In dollar amounts, Kauai’s payments are going up from $29 million in fiscal 2018 to $34 million this fiscal year, or $472 for each person in the county. And the payments are expected to keep increasing beyond that.
The steeper payments for all the counties were required by the state Legislature for the EUTF in 2013 and the ERS in 2017, as part of its effort to reduce the fiscally dangerous levels of the unfunded liabilities of the two state programs. Of course, the Legislature’s incessant meddling in the operations of the systems is another reason for the programs being in crisis to begin with, and its efforts to shift the costs to the counties is unfortunate.
Nevertheless, the crisis does demand action of some sort, though not necessarily cutting services or raising taxes.
Joe Kent, Grassroot Institute of Hawaii’s executive vice president, advised Kauai County Council members at a council session in September that among the easiest ways to help reduce the pain of these increased payments would be to rein in excessive overtime pay and put a stop to the well-known pension-spiking schemes.

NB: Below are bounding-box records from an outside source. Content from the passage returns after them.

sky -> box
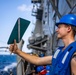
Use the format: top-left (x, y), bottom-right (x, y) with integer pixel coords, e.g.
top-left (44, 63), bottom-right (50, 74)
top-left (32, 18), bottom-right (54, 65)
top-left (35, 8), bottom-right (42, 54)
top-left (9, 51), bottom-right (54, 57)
top-left (0, 0), bottom-right (34, 52)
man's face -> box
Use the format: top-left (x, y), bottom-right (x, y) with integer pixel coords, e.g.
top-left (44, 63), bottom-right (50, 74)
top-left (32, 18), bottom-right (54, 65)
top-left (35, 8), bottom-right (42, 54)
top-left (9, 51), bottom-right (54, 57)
top-left (56, 24), bottom-right (68, 39)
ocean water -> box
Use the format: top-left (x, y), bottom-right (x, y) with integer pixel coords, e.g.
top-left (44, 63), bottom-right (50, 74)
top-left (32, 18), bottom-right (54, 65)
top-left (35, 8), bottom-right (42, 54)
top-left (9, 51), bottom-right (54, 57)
top-left (0, 55), bottom-right (17, 75)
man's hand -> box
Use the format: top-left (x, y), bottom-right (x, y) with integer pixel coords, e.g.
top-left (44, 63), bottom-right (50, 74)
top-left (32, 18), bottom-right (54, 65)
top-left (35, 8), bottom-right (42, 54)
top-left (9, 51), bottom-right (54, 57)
top-left (9, 40), bottom-right (18, 54)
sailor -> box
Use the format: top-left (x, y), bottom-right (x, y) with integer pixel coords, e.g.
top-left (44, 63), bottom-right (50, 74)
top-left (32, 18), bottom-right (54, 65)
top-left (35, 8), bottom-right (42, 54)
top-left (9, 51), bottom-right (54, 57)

Kent said another relatively easy path would be to offer new-hire public employees alternative pension plans that would balance promises with contributions made into the system. The point would be to ensure that the benefits promised to the current state and county workers can be paid while still making it attractive for talented individuals to work for our state and county governments.
Maybe not as easy would be to reimagine completely how government services should be delivered in the islands. In particular, how we possibly could rely more on businesses, entrepreneurs, nonprofits and public-private partnerships, to help make up for the damage imposed by the current fiscal crisis — and at a lower cost.
Again, the state’s unfunded liability crisis could be an opportunity to actually improve how government operates in Hawaii, but only if state and county lawmakers are willing and courageous enough to think creatively about it.